The Pipes & Drums of Lindsay at 50
Just in Time local history series
The skirl of the great highland bagpipe has the poignant potential to bring a lump to the throat of anyone — even those who do not claim Scottish ancestry. Others may rush to cover their ears whenever those drone pipes get going. Regardless of how we might feel about them, there can be no question that bagpipes are a unique part of our musical heritage.
While the Pipes & Drums of Lindsay marks its fiftieth anniversary this month, pipers and pipe bands have had a presence in this area for more than 125 years. An event organized by the Sons of Scotland in Glenarm on Sept. 5, 1895, was, naturally, graced by the sound of bagpipes. “About 2 p.m three pipers left the village for the grove,” recounted the Watchman newspaper a week later. “Mr. Lunan of Bolsover, who was beautifully dressed in Highland costume, [was joined by] Mr. Frasier and Mr. Davis, both of Kirkfield. On their arrival at the grove various selections of soul-stirring Scotch music were given, which enlivened the merry hearts of Scotland’s noble sons.”
Lunan was apparently in demand as a piper, for he continued to put in appearances at a variety of functions over the first decade of the twentieth century. In 1910, Lunan and his son were invited to play their pipes alongside a Lindsay-based brass band at a Civic Holiday parade in Fenelon Falls. “At half-past one,” the Gazette reported, “the members of the curling club lined up behind the Scotch pipers and in front of the band and marched to the park, each one armed with a broom.”
Other events at which local pipers played were not so regimented. Woodville residents, assembled for a meeting of the St. Andrew’s Society on Nov. 30, 1899, danced to the music of bagpipes and violin, while in 1908 George Sutherland, of Palestine (north of Hartley) provided pipe music at a big dance organized by John Torrey of Centre Eldon that apparently lasted well into the morning.
On occasions where a full pipe-and-drum band was required, it was typically brought in from elsewhere. In 1913, the famous 48th Highlanders band of Toronto performed in downtown Lindsay during the annual Winter Carnival. “Many were disappointed that the band did not appear in full regimentals, including the kilts,” observed a Lindsay Post reporter on February 21. “It was pretty cold weather for this outfit.”
A local band was finally formed in 1972. “At that time,” explains former pipe major John Hunter, “there were only two known pipers in Lindsay: Ian Watt and Phil Cadick.” Watt began weekly practices to teach beginners and attracted people from not only Lindsay but also Cannington, Peterborough, and Sunderland.

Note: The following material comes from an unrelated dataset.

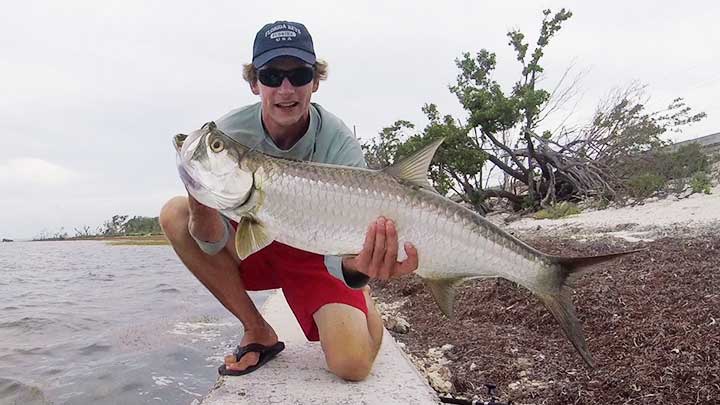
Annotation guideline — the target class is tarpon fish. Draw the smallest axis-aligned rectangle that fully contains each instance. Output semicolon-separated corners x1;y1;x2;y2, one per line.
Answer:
174;122;632;367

As Hunter recalls, “they had no uniforms but were able to get some discarded blue RCAF jackets, and with a variety of kilts they went on parade.” (As the Pipes & Drums of Lindsay, the band eventually donned the ancient tartan of Clan Lindsay, which members wear to this day.) Longtime piper Reid Torrey, who joined around 1974, remembers that practices took place for several years in a former factory building adjacent to the Scugog River before moving elsewhere.
Apart from Watt and Hunter, pipe majors have included Ken Grace, Al Harding, Colin Hill and Glenn McDonald. Under their leadership, the band has performed at many Robert Burns suppers, highland games events, tattoos and parades throughout this region and across the province. Highlights have included playing at the internationally famous Cowal Gathering in Dunoon, Scotland, as well as at the Juno Beach Centre in France during its inauguration almost 20 years ago.

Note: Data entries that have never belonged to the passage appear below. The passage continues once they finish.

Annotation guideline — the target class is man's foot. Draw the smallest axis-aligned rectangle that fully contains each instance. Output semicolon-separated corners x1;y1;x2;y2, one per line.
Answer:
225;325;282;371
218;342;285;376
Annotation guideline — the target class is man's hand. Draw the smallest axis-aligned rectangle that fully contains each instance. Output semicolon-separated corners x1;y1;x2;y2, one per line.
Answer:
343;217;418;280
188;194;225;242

Longtime band members can tell tales about going on parade in all kinds of weather. Brian Gowan, who was in the band from 1978 through 2014, remembers when the band showed up in Bobcaygeon for a parade figuring that the rain would hold off. “It was just threatening rain — just a Scotch mist,” Gowan recalls. “We started off without our rain capes, and then when we reached Bolton and King Streets the skies opened up, soaking my Glengarry bonnet and causing sweat to run down my face.”
Weather woes aside, the band has long been a source of camaraderie for its members. John Bebbington began playing the bagpipes as a teenager with the Boys’ Brigade in Scotland, more than 80 years ago. He hadn’t played for decades when he heard the Pipes & Drums of Lindsay perform in Victoria Park in the late 1990s. He signed up and spent 14 years in the band. Like Gowan, Bebbington has fond recollections of travelling to Europe where they performed with massed bands in France and the Netherlands. “We enjoyed each other’s company,” he reminisces.

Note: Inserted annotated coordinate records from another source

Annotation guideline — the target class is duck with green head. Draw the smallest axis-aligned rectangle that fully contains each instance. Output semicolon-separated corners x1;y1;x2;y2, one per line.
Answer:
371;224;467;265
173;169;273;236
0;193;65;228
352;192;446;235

Shirley Park was inspired to take up the instrument after hearing a 14-year-old girl play bagpipes at a Girl Guide camp in 1961. “It was always something I wanted to do,” she says. Park and her late husband joined the band in 2000 and she admits that she once thought bagpipes were of interest only to elderly men. Today, she is one of many senior band members who play alongside a new generation of trophy-winning pipers. Whether they play competitively or for sheer enjoyment, pipers young and young-at-heart are still attracted to the Pipes & Drums of Lindsay 50 years on.